I really did not want to start a blog. There are too damn many of them. And those are just the ones I like. I have always been of the notion that if everyone is a critic, then nobody is a critic. As such, my gut tells me that this is a bad way to draw attention to myself. Especially since I do not like to draw attention to myself. That may sound odd to you, seeing as how I appeared on TV for 130 episodes, have done a slew of DVD commentary tracks, and moved to the greatest fabricated paradise in the world with the goal of making a name in entertainment. But really, I do fancy myself the Shy Quiet Recluse - don't let my dildos, vibrators, and handcuffs fool you. A good chunk of my motivation is self-preservation. During the short interval when I was allowed into the 67% of American homes with cable television, I had a stalker problem that needed police involvement. I currently pay my rent through my employment by an organization that does not cotton to my unfiltered and often misanthropic worldview, and would certainly not want my name and their name linked in the same sentence, especially after I've let fly with my spleen and uvula. In short, I put myself at great personal risk each time I engage in public speaking. But then, Dr. King said that the ultimate measure of a man is not where he stands in moments of comfort and convenience, but where he stands at times of challenge and controversy. And while certain high-profile individuals in our society have all but taken "Give me convenience or give me death" as a life's mantra, when I look at all the trouble I've gotten myself into, I can at least say I earned the bulk of it and was nobody's victim but mine own. I'm just a big man with a humble penis.
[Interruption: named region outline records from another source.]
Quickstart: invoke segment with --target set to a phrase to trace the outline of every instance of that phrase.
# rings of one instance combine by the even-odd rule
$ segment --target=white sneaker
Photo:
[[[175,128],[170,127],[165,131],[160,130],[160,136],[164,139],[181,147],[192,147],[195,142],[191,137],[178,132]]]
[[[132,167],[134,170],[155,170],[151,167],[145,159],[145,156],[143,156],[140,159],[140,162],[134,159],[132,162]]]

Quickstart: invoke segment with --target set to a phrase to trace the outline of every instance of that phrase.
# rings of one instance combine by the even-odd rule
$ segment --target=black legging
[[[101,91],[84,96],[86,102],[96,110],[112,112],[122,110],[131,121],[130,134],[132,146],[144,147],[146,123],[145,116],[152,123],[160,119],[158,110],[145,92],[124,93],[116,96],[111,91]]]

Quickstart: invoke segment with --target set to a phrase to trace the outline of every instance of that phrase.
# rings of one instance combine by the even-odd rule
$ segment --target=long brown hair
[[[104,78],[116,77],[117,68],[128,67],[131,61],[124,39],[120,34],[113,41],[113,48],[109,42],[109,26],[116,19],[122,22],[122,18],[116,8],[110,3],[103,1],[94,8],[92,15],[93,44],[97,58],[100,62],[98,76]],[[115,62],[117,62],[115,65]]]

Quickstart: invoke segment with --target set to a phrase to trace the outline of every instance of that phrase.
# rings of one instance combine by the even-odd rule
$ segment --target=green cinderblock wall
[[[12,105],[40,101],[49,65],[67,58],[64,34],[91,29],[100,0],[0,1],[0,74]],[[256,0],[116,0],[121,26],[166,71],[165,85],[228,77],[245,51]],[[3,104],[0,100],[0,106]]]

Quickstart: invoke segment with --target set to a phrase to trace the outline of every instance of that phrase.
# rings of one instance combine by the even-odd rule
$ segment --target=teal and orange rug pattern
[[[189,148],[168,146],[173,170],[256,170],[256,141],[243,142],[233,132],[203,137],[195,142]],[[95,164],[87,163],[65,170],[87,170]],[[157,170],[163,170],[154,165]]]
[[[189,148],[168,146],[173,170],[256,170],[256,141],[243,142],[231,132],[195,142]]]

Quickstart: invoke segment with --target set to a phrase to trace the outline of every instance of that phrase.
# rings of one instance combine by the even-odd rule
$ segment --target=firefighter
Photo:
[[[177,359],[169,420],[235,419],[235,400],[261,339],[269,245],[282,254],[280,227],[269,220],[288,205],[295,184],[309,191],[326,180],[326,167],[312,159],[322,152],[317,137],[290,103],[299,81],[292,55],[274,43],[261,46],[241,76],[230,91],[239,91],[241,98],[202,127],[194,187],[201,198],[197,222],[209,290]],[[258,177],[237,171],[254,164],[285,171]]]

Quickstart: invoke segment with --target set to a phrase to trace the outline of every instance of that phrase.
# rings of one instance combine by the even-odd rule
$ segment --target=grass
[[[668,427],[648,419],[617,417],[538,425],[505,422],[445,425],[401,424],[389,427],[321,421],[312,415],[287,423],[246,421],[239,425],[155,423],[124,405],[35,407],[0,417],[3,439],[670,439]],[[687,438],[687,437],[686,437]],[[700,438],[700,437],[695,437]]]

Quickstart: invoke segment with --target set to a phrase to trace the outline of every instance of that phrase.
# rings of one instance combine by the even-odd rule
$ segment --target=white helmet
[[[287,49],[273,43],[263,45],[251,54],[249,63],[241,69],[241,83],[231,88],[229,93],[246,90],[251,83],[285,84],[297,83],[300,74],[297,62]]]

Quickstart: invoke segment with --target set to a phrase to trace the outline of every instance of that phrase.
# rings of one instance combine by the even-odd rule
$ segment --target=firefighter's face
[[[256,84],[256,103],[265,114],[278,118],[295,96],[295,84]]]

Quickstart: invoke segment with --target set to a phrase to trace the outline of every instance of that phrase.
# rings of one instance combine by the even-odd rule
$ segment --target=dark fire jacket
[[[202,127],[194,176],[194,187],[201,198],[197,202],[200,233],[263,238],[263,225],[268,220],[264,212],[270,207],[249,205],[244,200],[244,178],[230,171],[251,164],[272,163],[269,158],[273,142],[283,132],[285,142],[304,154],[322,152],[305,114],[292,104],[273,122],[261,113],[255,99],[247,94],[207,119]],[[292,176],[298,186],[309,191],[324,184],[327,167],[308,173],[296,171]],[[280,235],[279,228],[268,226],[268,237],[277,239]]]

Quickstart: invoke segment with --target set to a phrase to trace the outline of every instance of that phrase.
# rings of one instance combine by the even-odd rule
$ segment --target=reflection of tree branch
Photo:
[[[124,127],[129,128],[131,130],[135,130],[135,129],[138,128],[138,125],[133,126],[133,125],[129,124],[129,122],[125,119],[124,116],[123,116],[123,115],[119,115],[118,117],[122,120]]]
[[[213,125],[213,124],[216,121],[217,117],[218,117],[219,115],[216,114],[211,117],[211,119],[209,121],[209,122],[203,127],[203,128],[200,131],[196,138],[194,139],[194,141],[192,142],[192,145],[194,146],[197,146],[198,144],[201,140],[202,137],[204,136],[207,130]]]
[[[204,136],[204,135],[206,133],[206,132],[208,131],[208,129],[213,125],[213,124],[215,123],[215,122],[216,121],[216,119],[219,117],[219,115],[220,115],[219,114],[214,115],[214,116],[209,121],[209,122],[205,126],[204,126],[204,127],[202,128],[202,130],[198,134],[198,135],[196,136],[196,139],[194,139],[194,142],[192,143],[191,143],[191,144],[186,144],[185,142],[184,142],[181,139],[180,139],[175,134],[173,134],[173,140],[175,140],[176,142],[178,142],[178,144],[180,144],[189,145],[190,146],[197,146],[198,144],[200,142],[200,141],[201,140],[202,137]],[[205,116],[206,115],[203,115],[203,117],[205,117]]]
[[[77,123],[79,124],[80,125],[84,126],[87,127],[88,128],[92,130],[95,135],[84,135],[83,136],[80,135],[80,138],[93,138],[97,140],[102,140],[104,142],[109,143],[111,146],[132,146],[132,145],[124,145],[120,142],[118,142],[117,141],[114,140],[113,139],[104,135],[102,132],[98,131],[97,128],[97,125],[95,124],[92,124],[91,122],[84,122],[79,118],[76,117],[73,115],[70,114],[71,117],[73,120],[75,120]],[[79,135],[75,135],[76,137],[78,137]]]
And as the scorched earth I have left behind will confirm, I'm also a very opinionated individual about film and culture. There has been a significant number of people who have suggested, nay demanded, that I take my opinions out of the realm of messageboards, social networks, and cinema sidewalks, and put them in one place for the general public. It makes sense: 74% of American homes have internet access, and a quarter of the world is online, thus creating an even greater potential base of viewing eyes to flummox and annoy. Not to mention that with the exception of New Zealand and the Phillipines, the multiple corporations who own "BEAT THE GEEKS" have been doing an excellent job of making sure no one will ever see the program in any permutation of media again for the remainder of time. (If you don't believe me, digitize your old VHS tape of a favorite episode, put it on YouTube, and see how fast it is taken down and your account terminated) So why not build it and see who will come? It's worked for just as many opinionated (albeit more polite) individuals whom I have been lucky to befriend in recent years, whose links you will find accumulated to the side.
So, you know how you're hosting a party, and it's not quite over, but a lot of people have already gone home and it's down to your core group and you figure that everything that was gonna happen has happened, and then someone shows up really late, and you're debating whether to tell them to come in and socialize or that it's pretty dead and they should call it a night?
Well, it's Christmas Eve. I've arrived at your party. I'm hoping you'll let me in. I don't mind if there's no refreshments left, I ate before I came over anyway.